We'll see how you are next week. Not any empathy, like I've been there.
I've done that. And wouldn't that be nice if some of these doctors in
these fields? Because let's admit it, there's so many strains of cancer
these days and growing exponentially. It's pathetic. That's another
podcast. There's got to be some doctors that have gone through what you
have done, some oncologists that can sit across that table with you,
navigating the physical side, to have some empathy with you, and say
something like, yeah, that happened to me too. I remember feeling that. I
remember getting that here's what we did. But no, it's not that way.

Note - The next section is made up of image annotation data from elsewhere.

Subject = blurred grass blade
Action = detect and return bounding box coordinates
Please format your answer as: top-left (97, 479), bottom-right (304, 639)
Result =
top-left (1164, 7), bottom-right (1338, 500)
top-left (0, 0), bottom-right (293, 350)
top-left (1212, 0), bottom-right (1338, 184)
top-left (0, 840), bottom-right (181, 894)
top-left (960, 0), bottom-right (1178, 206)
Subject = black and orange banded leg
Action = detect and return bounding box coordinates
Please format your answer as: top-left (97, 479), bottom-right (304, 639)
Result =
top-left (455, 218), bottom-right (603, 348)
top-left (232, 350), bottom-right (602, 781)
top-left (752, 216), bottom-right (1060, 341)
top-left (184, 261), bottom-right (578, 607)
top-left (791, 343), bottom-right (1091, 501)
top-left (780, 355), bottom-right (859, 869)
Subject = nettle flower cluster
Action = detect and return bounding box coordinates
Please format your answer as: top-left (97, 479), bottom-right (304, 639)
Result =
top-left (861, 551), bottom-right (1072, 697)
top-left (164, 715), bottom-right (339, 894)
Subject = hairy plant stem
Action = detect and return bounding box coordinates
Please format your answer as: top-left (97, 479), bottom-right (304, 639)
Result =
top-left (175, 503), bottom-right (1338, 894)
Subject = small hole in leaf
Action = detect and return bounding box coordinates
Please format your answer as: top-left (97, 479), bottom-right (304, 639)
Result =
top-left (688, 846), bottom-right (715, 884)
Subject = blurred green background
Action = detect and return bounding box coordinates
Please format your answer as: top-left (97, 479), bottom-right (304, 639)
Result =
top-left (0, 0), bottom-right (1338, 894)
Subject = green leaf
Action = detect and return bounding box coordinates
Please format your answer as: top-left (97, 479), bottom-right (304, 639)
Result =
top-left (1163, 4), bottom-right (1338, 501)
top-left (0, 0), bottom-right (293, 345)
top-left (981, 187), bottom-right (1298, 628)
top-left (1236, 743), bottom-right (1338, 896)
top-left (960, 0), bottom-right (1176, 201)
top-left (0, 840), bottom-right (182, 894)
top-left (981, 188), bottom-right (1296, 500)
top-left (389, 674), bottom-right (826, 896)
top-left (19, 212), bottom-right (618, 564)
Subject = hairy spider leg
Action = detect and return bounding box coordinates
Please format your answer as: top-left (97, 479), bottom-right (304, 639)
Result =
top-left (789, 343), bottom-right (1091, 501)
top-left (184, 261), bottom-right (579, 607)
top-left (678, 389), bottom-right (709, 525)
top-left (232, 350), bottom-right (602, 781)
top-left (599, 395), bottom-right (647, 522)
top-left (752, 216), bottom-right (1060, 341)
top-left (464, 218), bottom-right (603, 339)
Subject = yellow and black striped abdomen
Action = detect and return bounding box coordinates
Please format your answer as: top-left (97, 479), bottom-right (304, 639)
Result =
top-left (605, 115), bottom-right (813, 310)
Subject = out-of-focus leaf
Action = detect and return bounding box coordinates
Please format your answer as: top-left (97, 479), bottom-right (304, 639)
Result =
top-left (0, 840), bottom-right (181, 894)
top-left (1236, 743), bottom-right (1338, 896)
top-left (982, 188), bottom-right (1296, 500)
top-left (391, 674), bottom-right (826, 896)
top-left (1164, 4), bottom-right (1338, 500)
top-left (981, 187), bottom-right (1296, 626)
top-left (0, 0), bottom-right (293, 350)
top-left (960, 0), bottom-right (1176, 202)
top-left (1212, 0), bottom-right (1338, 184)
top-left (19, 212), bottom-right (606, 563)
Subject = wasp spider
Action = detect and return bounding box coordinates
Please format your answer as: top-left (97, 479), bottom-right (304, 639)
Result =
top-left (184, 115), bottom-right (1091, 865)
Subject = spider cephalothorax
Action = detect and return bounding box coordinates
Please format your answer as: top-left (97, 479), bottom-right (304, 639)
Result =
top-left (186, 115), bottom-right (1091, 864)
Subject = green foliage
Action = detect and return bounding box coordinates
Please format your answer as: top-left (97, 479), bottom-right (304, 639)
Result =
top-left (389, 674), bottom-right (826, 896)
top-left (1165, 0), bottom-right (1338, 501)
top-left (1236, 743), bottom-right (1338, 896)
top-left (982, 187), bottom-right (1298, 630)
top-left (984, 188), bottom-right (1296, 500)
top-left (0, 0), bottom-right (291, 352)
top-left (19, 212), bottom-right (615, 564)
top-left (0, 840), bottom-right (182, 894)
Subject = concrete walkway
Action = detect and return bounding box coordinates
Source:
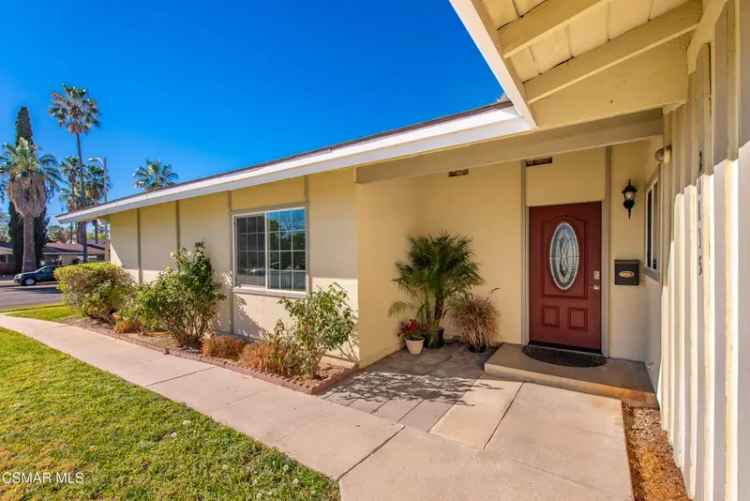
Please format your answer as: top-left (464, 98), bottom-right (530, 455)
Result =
top-left (0, 316), bottom-right (632, 500)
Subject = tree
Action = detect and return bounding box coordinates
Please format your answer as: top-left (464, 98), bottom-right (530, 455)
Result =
top-left (0, 211), bottom-right (10, 242)
top-left (49, 84), bottom-right (99, 262)
top-left (47, 224), bottom-right (68, 242)
top-left (8, 202), bottom-right (49, 273)
top-left (133, 159), bottom-right (178, 191)
top-left (5, 106), bottom-right (48, 271)
top-left (0, 137), bottom-right (60, 272)
top-left (85, 159), bottom-right (112, 239)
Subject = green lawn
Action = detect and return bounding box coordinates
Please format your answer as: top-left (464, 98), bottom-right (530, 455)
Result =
top-left (0, 329), bottom-right (338, 500)
top-left (3, 304), bottom-right (80, 322)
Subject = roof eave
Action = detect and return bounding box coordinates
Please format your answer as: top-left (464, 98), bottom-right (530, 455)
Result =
top-left (57, 104), bottom-right (530, 223)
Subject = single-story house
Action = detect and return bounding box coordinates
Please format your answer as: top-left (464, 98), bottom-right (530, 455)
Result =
top-left (58, 0), bottom-right (750, 499)
top-left (42, 242), bottom-right (104, 265)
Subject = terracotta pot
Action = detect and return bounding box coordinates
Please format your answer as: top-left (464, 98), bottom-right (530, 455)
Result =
top-left (406, 339), bottom-right (424, 355)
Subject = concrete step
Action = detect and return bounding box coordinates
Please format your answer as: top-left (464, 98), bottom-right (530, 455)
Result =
top-left (484, 343), bottom-right (658, 407)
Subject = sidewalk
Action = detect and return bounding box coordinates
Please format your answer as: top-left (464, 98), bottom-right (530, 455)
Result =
top-left (0, 315), bottom-right (632, 500)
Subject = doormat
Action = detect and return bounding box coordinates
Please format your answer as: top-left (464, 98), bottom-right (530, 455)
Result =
top-left (523, 346), bottom-right (607, 367)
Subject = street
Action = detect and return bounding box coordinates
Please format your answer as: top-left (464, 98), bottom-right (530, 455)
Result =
top-left (0, 280), bottom-right (62, 310)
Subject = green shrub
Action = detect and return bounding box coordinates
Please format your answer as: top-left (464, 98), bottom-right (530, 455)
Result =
top-left (274, 284), bottom-right (356, 376)
top-left (55, 263), bottom-right (134, 322)
top-left (137, 242), bottom-right (224, 347)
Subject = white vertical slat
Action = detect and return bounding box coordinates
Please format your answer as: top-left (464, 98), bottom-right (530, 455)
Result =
top-left (667, 239), bottom-right (677, 444)
top-left (737, 141), bottom-right (750, 496)
top-left (696, 176), bottom-right (716, 500)
top-left (672, 193), bottom-right (687, 472)
top-left (724, 160), bottom-right (749, 501)
top-left (713, 162), bottom-right (727, 501)
top-left (683, 185), bottom-right (699, 498)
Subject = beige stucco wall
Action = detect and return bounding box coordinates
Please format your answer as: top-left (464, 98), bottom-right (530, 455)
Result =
top-left (109, 210), bottom-right (139, 282)
top-left (418, 162), bottom-right (523, 343)
top-left (232, 169), bottom-right (358, 356)
top-left (609, 141), bottom-right (660, 361)
top-left (178, 192), bottom-right (231, 332)
top-left (526, 148), bottom-right (606, 207)
top-left (140, 203), bottom-right (177, 282)
top-left (356, 179), bottom-right (419, 365)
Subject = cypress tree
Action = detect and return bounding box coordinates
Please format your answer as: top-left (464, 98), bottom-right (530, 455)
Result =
top-left (8, 106), bottom-right (49, 273)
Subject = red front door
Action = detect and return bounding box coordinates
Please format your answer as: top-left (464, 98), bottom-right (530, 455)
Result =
top-left (529, 202), bottom-right (602, 350)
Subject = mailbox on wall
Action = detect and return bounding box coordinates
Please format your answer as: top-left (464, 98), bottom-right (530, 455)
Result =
top-left (615, 259), bottom-right (641, 285)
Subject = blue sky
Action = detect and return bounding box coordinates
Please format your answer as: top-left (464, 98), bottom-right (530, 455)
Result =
top-left (0, 0), bottom-right (502, 221)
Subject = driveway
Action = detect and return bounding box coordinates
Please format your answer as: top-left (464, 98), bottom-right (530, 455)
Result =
top-left (0, 280), bottom-right (63, 310)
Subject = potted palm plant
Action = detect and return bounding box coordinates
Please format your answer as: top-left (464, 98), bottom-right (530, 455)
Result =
top-left (398, 318), bottom-right (425, 355)
top-left (389, 233), bottom-right (482, 348)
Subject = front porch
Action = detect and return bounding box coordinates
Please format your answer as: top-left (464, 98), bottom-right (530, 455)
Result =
top-left (484, 343), bottom-right (658, 407)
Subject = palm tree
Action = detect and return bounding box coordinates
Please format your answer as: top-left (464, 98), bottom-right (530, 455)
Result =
top-left (389, 233), bottom-right (483, 346)
top-left (49, 84), bottom-right (99, 263)
top-left (85, 163), bottom-right (112, 243)
top-left (0, 138), bottom-right (60, 272)
top-left (60, 157), bottom-right (85, 242)
top-left (133, 159), bottom-right (177, 191)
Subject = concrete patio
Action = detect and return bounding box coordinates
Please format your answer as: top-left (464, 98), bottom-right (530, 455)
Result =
top-left (0, 315), bottom-right (632, 500)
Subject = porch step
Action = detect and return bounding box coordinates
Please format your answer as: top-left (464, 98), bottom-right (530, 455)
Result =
top-left (484, 343), bottom-right (658, 407)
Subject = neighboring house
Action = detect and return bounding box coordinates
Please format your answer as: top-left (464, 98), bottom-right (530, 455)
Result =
top-left (0, 242), bottom-right (16, 275)
top-left (42, 242), bottom-right (104, 265)
top-left (58, 0), bottom-right (750, 499)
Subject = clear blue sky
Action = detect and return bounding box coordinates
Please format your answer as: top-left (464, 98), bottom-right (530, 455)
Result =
top-left (0, 0), bottom-right (502, 223)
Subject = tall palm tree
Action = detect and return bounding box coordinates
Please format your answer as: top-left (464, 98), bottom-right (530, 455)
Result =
top-left (133, 159), bottom-right (178, 191)
top-left (0, 138), bottom-right (60, 272)
top-left (85, 163), bottom-right (112, 243)
top-left (49, 84), bottom-right (99, 263)
top-left (60, 156), bottom-right (83, 242)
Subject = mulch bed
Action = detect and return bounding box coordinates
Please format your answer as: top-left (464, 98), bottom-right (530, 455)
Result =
top-left (623, 404), bottom-right (690, 501)
top-left (65, 317), bottom-right (357, 395)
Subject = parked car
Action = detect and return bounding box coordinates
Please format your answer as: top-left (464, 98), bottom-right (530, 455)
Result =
top-left (13, 264), bottom-right (57, 285)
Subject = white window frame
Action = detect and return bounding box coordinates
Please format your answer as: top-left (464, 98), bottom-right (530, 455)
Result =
top-left (643, 176), bottom-right (661, 277)
top-left (231, 205), bottom-right (310, 296)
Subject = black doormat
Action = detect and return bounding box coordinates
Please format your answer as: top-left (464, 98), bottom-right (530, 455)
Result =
top-left (523, 346), bottom-right (607, 367)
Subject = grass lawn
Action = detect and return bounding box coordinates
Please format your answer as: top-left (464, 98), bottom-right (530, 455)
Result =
top-left (2, 304), bottom-right (80, 322)
top-left (0, 329), bottom-right (339, 500)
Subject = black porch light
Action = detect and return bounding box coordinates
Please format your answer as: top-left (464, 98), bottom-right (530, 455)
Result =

It's that emotionless, empathetic, less doctor, and I believe that's
where we're being failed. Because we go home, we get the information. We
have all the questions still and they're not being answered. So we
start generating our own results, sometimes to the right, sometimes to
the wrong. We generate our own answers to our own questions, because no
one else is there to answer them for us. I remember trial number one,
but called number 125, years ago, it was through a very big
organization, and I'll only give you the initials of it. It's MC. After
it was all said and done, I remember getting a phone call from him,
Well, Mr. So and So, you did well. You threw it. How did we do? I said
you did well in getting rid of the cancer, I hope, but you did terrible
in empathizing with the people and helping them through their daily
struggles, which, again, as I have said before and will reiterate, is
just as important, maybe so even more important. I said, you failed that
one, and I'm going through it again 25 years later, with a whole
different regime, whole different type, and the same thing exists. They
haven't got any better. Oh, go to a group meeting. Well, I can't get to a
group meeting. I don't even know where they are, so they just throw
that go. To a group meeting. They can't get there. There isn't a group
meetings by me, so I'm left, like others, with many questions. And you
know what all you'd really want is a hug from somebody that had it and
said, Listen, I've been there. It's gonna get better. I know it'll be
better. And they try to throw you into all these trial things, or all
these experimental things, just go, it is only gonna last three weeks.
But then when you talk to somebody who's really been through it, you
find out, well, that three weeks is really six months. But they don't
have any idea. The doctors, you know, they just hear what they hear.
This is a whole nother. This is another article too, because we can talk
about kickbacks. But I digress. They don't know, oh, it's only going to
be three weeks. Sure. Have you put your body through it? How did you do
would you do it again? See, there's where the lack of empathy comes in,
and that's what a cancer patient or any patient going through life
altering, life altering medical conditions is looking for, and they're
not getting it in modern medicine. And that is where they're failing us,
folks. They're failing you. They're failing me, and I hope, hope you're
everybody's healthy, okay, but this is where we're being failed today,
and this is how they're failing us. So I hope this article helped you.
Hope maybe somebody could come up with some ideas to get this fixed. I
don't know if it's gonna happen anytime, really, really soon, but it
needs to be it needs to at least be addressed. With that being said, I'm
gonna say Namaste, to you all. God bless you all. Love you all, stay
strong. That is so important. I know it's so little, you think, but a
place such a big picture in your overall recovery. Thank you.